I think this is related to this issue https://github.com/biothings/BioThings_Explorer_TRAPI/issues/539#issuecomment-1487638950. We think it's related to a change in the ARS, but I'm not sure if we've reached out to their team (NCATS/Link Brokers) yet.

If possible, could we use direct responses from BTE (rather than ones that go through ARS/ARAX)? Or a local instance of BTE?

andrewsu commented 1 year ago

Yes, I agree with @colleenXu that this issue is related to ARS node normalization. I expect that this issue will be fixed sometime in the (hopefully near) future. But, to future-proof the PET notebook, I suggest adding a tiny bit of logic to say "use node name unless it's null, in which case fall back to using the CURIE"...

ayushi-agrawal-gladstone commented 1 year ago

@khanspers I have updated the notebook as Andrew suggested. In the latest version, if the node name is missing in the knowledge graph, then the unified CURIE is used as the node name. If there is no unified CURIE for the node, then "NA" is used for the node name. Please test it out and let me know if it works for you.

khanspers commented 1 year ago

If possible, could we use direct responses from BTE (rather than ones that go through ARS/ARAX)? Or a local instance of BTE?

@colleenXu : For querying BTE directly, is this the correct URL: https://api.bte.ncats.io/v1/query?

andrewsu commented 1 year ago

@khanspers that is the correct URL for the "synchronous query" endpoint on our dev server. https://api.bte.ncats.io/v1/asyncquery would be the "async endpoint" on the dev server.
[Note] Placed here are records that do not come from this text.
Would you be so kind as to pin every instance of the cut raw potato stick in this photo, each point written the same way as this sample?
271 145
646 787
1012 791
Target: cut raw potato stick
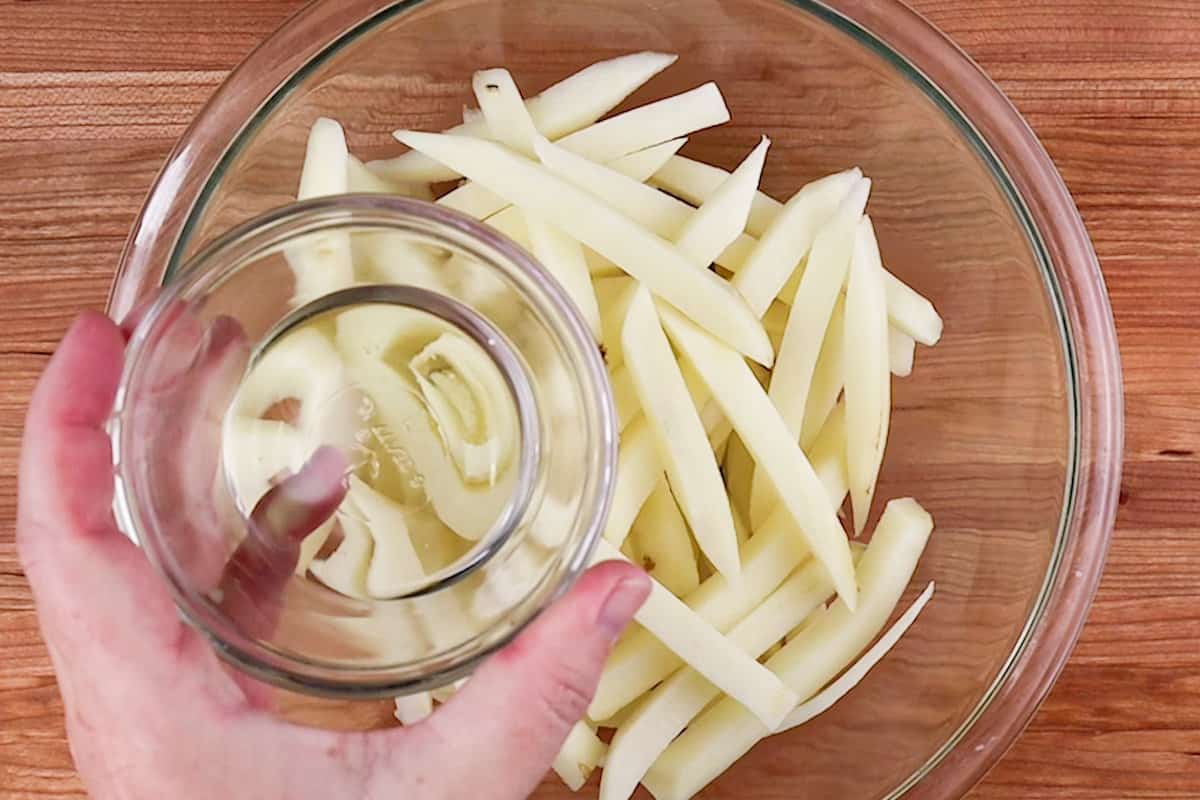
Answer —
504 110
640 661
346 569
467 397
624 396
723 217
412 709
828 377
702 295
322 263
661 121
774 450
361 180
469 510
569 106
828 456
901 350
726 732
600 266
868 377
829 696
580 755
664 545
696 182
477 202
912 313
702 647
304 366
499 101
613 296
257 451
796 361
667 710
679 435
639 470
657 211
395 566
327 162
563 258
781 247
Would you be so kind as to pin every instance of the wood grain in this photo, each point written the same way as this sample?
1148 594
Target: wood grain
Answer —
94 95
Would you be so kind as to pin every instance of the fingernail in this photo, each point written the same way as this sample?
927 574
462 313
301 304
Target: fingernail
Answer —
622 603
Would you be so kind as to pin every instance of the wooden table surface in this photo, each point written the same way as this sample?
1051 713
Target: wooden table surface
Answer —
94 94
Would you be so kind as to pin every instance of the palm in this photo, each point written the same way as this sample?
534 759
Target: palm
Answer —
151 713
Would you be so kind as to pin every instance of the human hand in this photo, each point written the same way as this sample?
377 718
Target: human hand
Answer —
151 713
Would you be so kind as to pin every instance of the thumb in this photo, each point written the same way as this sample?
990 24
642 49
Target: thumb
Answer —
511 719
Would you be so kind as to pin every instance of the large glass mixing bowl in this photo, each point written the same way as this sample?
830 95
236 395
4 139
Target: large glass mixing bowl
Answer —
1009 429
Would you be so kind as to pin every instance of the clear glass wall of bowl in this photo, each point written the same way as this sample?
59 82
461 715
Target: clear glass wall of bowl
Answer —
984 432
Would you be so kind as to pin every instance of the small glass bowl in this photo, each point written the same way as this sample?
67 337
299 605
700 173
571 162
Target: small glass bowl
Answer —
175 494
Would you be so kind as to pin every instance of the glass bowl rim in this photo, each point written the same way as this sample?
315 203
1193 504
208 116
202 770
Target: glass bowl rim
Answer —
1019 164
264 234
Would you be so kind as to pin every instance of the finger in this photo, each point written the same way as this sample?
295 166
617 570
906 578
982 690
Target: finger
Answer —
66 464
89 581
253 581
514 715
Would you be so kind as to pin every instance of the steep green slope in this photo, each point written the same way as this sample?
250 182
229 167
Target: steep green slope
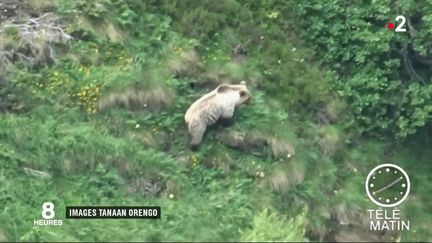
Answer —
101 123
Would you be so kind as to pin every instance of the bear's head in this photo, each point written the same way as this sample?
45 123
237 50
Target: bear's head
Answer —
239 92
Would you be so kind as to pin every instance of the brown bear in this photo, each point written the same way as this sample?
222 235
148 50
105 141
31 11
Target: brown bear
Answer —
219 104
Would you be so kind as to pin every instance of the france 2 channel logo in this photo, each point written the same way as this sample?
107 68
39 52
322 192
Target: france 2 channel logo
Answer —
48 214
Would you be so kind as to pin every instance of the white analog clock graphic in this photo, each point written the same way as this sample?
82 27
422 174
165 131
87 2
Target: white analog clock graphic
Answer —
387 185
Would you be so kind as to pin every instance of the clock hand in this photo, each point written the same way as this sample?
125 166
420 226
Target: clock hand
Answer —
389 185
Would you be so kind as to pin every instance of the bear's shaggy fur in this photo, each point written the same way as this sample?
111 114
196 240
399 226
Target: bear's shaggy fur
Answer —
217 105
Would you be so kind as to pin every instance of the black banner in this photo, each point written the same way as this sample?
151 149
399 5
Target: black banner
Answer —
109 212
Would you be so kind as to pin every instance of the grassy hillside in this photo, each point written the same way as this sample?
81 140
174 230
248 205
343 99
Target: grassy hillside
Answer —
92 109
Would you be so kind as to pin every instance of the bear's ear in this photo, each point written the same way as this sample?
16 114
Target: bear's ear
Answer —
222 88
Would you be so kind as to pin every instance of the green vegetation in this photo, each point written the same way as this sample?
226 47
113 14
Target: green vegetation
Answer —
93 94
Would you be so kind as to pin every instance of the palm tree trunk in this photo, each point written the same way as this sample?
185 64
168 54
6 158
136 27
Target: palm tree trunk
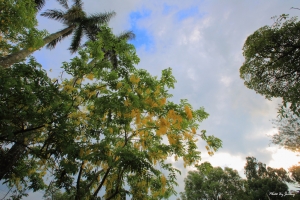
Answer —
7 61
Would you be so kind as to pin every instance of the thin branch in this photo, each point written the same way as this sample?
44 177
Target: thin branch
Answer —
78 182
102 182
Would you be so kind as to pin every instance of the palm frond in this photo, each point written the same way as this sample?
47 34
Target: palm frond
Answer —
75 15
52 44
64 3
39 4
91 32
99 18
58 15
78 3
127 35
75 44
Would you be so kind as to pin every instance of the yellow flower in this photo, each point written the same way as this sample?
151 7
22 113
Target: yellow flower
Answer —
134 79
119 85
90 76
188 112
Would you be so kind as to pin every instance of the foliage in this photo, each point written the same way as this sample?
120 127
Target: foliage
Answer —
271 66
17 26
103 129
288 135
214 183
263 181
76 21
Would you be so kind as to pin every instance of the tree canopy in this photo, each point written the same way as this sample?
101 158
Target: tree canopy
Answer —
213 183
288 135
261 182
271 65
110 127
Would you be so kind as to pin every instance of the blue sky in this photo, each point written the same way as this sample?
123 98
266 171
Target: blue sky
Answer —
202 42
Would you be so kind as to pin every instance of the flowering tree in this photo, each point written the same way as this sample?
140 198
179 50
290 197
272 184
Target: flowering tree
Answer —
104 129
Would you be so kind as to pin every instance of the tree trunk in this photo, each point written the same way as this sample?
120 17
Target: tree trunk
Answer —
7 61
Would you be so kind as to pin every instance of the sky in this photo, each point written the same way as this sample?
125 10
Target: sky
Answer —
202 42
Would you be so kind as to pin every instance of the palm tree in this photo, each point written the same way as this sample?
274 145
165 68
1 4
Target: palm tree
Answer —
76 22
41 3
109 55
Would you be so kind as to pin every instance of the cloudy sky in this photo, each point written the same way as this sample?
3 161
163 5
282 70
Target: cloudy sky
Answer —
202 42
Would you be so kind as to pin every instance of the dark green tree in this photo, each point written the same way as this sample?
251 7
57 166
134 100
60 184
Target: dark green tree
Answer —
272 64
212 183
288 135
265 182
The prod server would be the same with the base URL of https://bte.transltr.io/.

BUT I don't think we want the PET notebook to be executing TRAPI queries. I think Colleen's question is whether the PET notebook will work on BTE output that hasn't been processed by the ARS and then served by the ARAX UI (like the URLs above). More specifically, when a user executes a query using one of the async endpoints, you end up with a response URL like this: https://bte.transltr.io/v1/check_query_status/U6fjFr5WE3. It's a TRAPI response with a little wrapper around it.

If easy, it would be great to allow for users to use a URL like that. If not, we should assume that the ARS bug will be fixed soon, and that the changes that @ayushi-agrawal-gladstone described in this comment is a reasonable fallback.
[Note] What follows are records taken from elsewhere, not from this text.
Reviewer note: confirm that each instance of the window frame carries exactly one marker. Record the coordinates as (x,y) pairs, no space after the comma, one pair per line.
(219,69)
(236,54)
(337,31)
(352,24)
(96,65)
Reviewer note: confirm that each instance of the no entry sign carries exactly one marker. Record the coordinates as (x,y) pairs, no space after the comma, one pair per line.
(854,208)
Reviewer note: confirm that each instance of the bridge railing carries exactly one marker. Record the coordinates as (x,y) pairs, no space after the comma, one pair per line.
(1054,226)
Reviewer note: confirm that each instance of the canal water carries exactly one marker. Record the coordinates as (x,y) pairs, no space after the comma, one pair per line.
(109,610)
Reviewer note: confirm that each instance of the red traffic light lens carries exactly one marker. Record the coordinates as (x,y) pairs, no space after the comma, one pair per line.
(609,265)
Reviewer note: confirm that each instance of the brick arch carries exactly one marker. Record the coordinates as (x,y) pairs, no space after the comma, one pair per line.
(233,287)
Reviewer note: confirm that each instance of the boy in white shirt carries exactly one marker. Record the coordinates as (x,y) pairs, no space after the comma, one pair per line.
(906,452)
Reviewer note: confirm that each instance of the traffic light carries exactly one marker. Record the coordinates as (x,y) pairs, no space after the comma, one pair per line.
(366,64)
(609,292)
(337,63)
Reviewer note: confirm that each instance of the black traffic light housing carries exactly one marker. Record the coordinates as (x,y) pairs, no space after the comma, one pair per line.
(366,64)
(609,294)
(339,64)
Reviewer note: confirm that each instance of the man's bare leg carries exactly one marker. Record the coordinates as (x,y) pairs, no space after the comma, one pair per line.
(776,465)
khanspers commented 1 year ago

Right, I didn't mean for the notebook to execute queries, sorry that wasn't clear. Indeed I was looking for some alternative response URL (or BTE responses in some other format) to be used in the notebook as an alternative to how it works now.
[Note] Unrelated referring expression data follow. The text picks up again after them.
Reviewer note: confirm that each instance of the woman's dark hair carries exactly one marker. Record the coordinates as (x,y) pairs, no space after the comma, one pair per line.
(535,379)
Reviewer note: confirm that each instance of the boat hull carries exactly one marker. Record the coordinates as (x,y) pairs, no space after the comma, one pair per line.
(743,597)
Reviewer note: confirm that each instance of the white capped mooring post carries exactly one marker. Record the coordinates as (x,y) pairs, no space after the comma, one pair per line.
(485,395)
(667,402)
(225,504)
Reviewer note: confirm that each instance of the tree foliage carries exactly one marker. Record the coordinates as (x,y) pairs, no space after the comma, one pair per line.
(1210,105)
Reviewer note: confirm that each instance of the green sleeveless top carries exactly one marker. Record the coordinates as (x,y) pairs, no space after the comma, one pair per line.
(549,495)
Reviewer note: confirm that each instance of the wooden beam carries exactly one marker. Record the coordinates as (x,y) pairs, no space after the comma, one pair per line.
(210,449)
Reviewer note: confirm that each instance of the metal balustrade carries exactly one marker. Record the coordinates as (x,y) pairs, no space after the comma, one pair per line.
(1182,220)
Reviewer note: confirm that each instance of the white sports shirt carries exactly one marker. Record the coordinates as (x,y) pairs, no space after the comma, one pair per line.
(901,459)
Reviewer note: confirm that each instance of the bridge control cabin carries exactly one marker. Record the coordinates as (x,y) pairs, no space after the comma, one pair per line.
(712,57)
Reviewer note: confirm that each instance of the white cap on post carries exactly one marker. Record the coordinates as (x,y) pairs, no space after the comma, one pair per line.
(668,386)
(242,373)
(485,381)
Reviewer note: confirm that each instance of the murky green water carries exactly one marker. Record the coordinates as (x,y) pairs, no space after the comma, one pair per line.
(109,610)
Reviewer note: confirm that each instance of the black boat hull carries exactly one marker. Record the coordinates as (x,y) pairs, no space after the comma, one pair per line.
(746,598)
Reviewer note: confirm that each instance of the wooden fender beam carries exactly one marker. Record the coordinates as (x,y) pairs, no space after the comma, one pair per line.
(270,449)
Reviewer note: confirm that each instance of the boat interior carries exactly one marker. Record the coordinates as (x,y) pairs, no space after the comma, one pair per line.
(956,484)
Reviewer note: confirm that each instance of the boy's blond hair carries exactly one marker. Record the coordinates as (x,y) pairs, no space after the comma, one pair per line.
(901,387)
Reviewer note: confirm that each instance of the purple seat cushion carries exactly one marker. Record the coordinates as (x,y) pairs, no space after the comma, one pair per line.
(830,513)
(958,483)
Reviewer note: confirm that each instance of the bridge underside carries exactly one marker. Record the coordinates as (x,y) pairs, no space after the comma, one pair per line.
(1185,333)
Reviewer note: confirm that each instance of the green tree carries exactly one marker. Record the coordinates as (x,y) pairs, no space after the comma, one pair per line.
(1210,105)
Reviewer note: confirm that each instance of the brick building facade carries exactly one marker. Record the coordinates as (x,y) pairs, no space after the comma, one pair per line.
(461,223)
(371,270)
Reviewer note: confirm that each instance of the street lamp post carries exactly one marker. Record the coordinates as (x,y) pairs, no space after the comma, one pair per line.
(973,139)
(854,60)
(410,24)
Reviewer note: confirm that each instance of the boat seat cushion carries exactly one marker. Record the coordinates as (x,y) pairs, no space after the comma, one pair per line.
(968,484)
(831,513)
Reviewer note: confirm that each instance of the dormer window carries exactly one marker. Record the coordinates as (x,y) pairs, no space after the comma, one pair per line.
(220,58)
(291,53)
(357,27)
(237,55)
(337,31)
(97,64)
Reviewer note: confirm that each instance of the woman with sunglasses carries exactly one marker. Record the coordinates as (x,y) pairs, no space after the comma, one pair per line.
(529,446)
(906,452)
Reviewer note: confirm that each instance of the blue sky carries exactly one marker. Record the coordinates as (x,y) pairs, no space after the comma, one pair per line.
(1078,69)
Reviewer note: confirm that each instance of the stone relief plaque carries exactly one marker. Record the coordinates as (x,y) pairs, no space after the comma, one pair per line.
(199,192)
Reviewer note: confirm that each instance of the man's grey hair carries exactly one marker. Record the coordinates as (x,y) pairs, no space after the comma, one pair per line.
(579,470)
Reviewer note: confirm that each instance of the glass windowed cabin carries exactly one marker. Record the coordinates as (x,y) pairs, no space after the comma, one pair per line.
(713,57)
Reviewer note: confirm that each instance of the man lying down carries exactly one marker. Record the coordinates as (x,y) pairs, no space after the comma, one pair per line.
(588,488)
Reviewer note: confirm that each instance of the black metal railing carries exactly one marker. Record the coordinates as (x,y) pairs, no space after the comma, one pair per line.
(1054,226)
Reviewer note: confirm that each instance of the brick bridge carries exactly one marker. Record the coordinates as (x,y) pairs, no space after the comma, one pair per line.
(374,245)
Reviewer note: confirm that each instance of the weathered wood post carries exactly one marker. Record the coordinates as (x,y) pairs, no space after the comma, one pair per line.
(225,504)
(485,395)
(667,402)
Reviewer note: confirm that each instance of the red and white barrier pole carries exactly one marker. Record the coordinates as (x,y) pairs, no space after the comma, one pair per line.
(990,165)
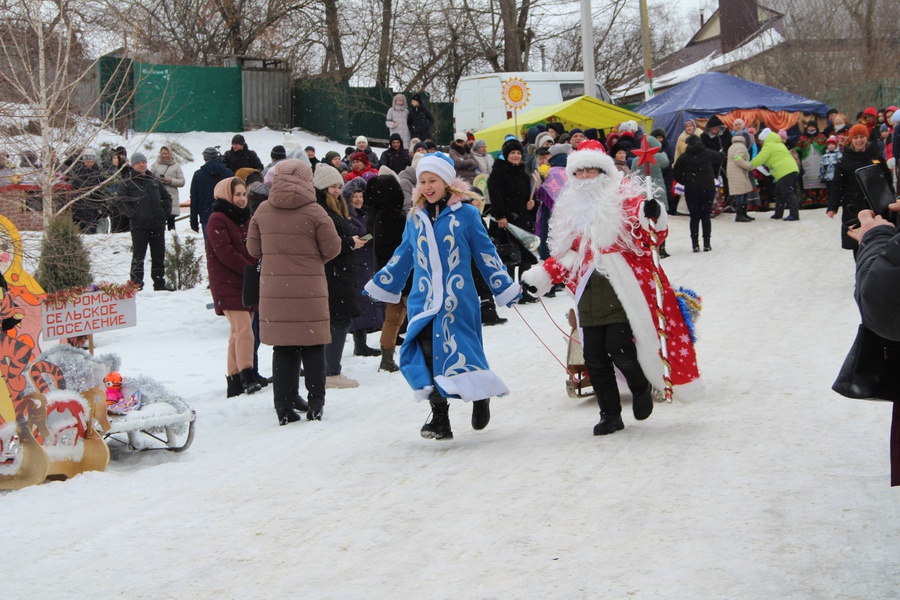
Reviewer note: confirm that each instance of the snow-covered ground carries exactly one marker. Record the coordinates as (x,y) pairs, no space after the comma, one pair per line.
(771,487)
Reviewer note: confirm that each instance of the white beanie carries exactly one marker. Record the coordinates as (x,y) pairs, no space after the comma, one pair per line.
(438,163)
(326,176)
So if I post queries to https://api.bte.ncats.io/v1/asyncquery or https://bte.transltr.io/v1/asyncquery in Postman, I should be able to use the response URL (https://bte.transltr.io/v1/check_query_status/U6fjFr5WE3), swapping out the response ID?

khanspers commented 1 year ago

Im getting this error again, but I can get it to run by commenting out line "curie_to_name[k] = v["name"]" fixes it. Based on the history I think this is the line that was removed earlier to fix this? @ayushi-agrawal-gladstone

ayushi-agrawal-gladstone commented 1 year ago

@khanspers Yes, you are right that this was the line that I had fixed. Looks like I overwrote the changes by mistake while adding new features to the notebook. This happened as my local copy of the repo was not up to date. I will be more careful about my local versions of the code. I have fixed the PET notebook to work as specified in my previous comment. Please let me know if you still get errors.

ayushi-agrawal-gladstone commented 1 year ago

No longer seeing this issue with newer validator 3.5.3 and up (BTE issue).